Corriere del Veneto (Padova e Rovigo)
VIVIAMO COME AMORTALI
L’argomento non è di sicuro dei più allegri, ma è purtroppo ineludibile. E ci dice anche molto di come vada cambiando la nostra società. Stiamo parlando della morte, un tema decisamente paradossale perché – pur essendo la nostra una popolazione sempre più invecchiata – ci comportiamo da «amortali» in una società che si vorrebbe perfino «postmortale». Infatti anche la morte non è uguale nel tempo: cambia perché cambiano le sue cause, i tempi, i luoghi e le modalità del morire.
Primo punto: la morte oggi è ormai associata strettamente alla sola vecchiaia. Sembra ovvio e scontato, ma non è sempre stato così: alla fine dell’ottocento ben un terzo dei bambini sotto i 5 anni moriva per influenza, bronchite, polmonite, tifo. Per l’infanzia del tempo era normale veder scomparire fratelli o sorelle così come era normale per i genitori perdere presto una parte dei (numerosi) figli. Ed anche i giovani erano falcidiati da guerre, infezioni, malattie (allora) non curabili. Ancora negli anni Cinquanta il 6 per cento dei bambini decedeva entro il quinto anno di età. Insomma morire da vecchi era un lusso non certo frequente.
Secondo punto: oggi, all’opposto, la morte è monopolio dei vecchi. Anzi, dei molto vecchi. In Veneto è curioso rilevare che il tasso di mortalità minimo si ha tra i 5 ed i 14 anni, per poi salire lentamente divenendo a due cifre dopo i 65 anni e a tre cifre dopo gli 85, all’avvio della cosiddetta quarta età.
Tuttavia la speranza di vita è passata dai 72 anni del 1974 agli 83 attuali. Ed è significativo che – sempre in Veneto – l’età in cui i decessi sono massimi è ormai quella dei 90 anni. Il che significa che la morte è stata allontanata con successo in tempi tutto sommato rapidi: con un guadagno di vita – è stato calcolato – pari a tre mesi ogni anno. Per cui il morire giovani – termine questo estremamente dilatato – appare oggi inconcepibile, innaturale, perfino ingiusto.
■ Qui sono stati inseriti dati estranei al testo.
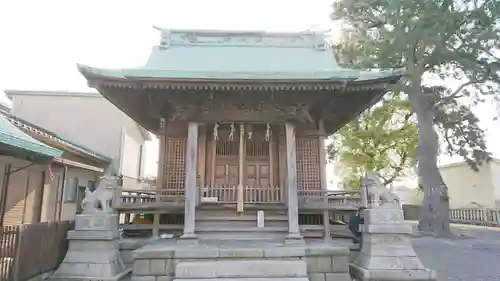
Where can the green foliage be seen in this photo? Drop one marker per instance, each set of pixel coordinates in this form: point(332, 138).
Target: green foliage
point(382, 139)
point(450, 50)
point(453, 45)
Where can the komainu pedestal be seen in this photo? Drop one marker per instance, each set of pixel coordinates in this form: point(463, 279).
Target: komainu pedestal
point(94, 252)
point(386, 251)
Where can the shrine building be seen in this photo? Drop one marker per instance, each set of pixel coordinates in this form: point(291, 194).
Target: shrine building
point(241, 118)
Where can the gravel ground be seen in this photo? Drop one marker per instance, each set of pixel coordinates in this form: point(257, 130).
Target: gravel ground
point(474, 257)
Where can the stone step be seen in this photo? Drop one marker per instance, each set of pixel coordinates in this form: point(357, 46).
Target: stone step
point(239, 218)
point(239, 269)
point(267, 232)
point(248, 279)
point(238, 223)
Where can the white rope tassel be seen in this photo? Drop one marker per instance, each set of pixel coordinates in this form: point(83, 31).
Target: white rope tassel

Terzo punto, oggi si vorrebbe che la morte continuasse ad essere sempre più ricacciata indietro. Cioè che la vita media si allungasse indefinitamente. Addirittura che l’attuale invecchiamento attivo divenisse talmente attivo da configurare una vita sempre giovane-giovanile, senza vecchiaia o quasi, e che a dover morire – a questo punto – fosse la morte stessa. Già nel linguaggio dei necrologi la parola morte tende a dileguarsi, ad essere rimossa: si scompare, si perde o ci si spegne, come se la vita fosse un computer o un macchinario. I riti funebri perdono i colori cupi e dolenti e l’aldilà religioso viene rimosso ed ignorato, decisamente soverchiato dal più potente aldiquà. Un aldiquà desiderato il più possibile lungo e giovanile, in attesa che da amortali si diventi finalmente immortali (o quasi). E’ bello sperarlo: e mai come in questo caso vale dire che chi vivrà vedrà.